Journal of Thoracic Oncology (JTO) Citation Style

Could the JTO citation style be updated to exclude DOIs? I am not clever enough to follow the thread on how to remove doi's. Here is a sample citation from a 2016 article in JTO:
Dziadziuszko K, Szurowska E, Pienkowska J, et al.
Milliary brain metastases in a patient with ROS1-
rearranged lung adenocarcinoma: a case report.
J Thorac Oncol. 2014;9:e34–e36.
  • Have you checked with the journal? Generally Elsevier tells us they prefer all submissions with DOIs, even if they don't show up in the published source.
    Also, the AMA manual, which JTO follows, does call for using DOIs when you consult articles online, which Zotero assumes is the case when you import them with DOI.
  • Yes, JTO does not include DOIs as in the example I cut and pasted from this month's issue above.
    Also the author instructions at the journal website give similar examples - http://www.jto.org/content/authorinfo#idp1378640 - there are no DOIs.
    This is true for every cancer or cardiology journal I have published in so I suspect that Elsevier is misleading as the journals are published by the respective medical societies not really by Elsevier, they just use Elsevier's distribution platform.
    Thanks Adam.
  • So what's going on is that we get a list of journals following house styles from Elsevier and this journal is on it -- which makes sense, since Elsevier _is_ responsible for the typsetting which includes handling metadata for references -- so unless you actually get feedback from the journal that they don't want the DOIs, we're going to keep it.

    (Also, note that the instructions you link to are Elsevier's default instructions for authors, which include "use of the DOI is encouraged.")

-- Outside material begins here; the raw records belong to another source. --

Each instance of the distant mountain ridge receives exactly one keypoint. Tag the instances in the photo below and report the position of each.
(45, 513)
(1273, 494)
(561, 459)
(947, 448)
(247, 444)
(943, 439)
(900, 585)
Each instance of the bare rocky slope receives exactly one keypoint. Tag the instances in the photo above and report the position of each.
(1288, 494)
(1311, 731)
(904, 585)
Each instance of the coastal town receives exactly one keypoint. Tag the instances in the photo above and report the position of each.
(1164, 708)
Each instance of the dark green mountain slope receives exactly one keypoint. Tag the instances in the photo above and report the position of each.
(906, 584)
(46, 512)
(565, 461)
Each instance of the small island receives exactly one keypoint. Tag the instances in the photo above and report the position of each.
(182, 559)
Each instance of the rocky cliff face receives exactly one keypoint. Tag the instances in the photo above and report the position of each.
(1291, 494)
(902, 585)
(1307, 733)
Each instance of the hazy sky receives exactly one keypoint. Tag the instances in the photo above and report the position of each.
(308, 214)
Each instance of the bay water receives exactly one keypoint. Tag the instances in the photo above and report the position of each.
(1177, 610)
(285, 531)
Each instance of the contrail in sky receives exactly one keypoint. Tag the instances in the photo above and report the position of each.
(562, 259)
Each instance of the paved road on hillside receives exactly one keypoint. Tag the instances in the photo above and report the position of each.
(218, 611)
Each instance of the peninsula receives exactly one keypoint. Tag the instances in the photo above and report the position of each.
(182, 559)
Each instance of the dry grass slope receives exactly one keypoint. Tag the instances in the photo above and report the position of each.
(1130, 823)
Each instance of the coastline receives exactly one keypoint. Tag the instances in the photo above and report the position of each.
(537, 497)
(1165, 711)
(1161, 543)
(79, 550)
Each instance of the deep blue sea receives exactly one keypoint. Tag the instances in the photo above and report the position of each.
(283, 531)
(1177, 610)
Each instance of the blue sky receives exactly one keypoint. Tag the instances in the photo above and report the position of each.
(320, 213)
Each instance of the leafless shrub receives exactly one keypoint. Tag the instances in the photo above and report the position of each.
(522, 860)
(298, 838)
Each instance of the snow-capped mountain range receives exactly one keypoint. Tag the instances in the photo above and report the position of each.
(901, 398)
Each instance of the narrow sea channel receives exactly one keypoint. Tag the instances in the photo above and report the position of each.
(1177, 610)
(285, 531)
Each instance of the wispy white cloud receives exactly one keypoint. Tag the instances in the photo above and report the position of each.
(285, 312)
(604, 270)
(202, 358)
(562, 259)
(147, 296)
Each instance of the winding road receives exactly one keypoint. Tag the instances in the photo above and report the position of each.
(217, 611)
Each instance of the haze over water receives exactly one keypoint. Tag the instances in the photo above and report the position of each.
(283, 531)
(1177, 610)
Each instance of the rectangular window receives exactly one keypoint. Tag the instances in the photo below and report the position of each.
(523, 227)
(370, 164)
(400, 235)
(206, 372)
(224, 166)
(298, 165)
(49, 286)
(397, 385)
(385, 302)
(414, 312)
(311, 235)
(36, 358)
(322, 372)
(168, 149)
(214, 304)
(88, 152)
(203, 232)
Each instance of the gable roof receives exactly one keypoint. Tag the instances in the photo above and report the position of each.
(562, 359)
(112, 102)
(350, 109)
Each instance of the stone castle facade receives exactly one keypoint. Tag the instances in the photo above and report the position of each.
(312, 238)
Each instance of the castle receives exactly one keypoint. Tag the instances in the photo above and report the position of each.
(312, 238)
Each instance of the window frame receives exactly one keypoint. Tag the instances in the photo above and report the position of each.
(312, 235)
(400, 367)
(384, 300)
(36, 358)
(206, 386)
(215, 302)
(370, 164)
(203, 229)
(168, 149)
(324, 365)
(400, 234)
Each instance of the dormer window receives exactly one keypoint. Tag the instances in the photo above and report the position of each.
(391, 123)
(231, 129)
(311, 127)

  • It is worth repeating that even if the DOIs do not appear in article bibliographies/reference lists; very many publishers want DOIs in the manuscript. Having the DOIs greatly assists reviewers of your manuscript reach the cited articles to verify that they actually support your referenced statement. You would be surprised and disappointed at how many times I review manuscripts where the cited article does _not_ support the authors' assertions.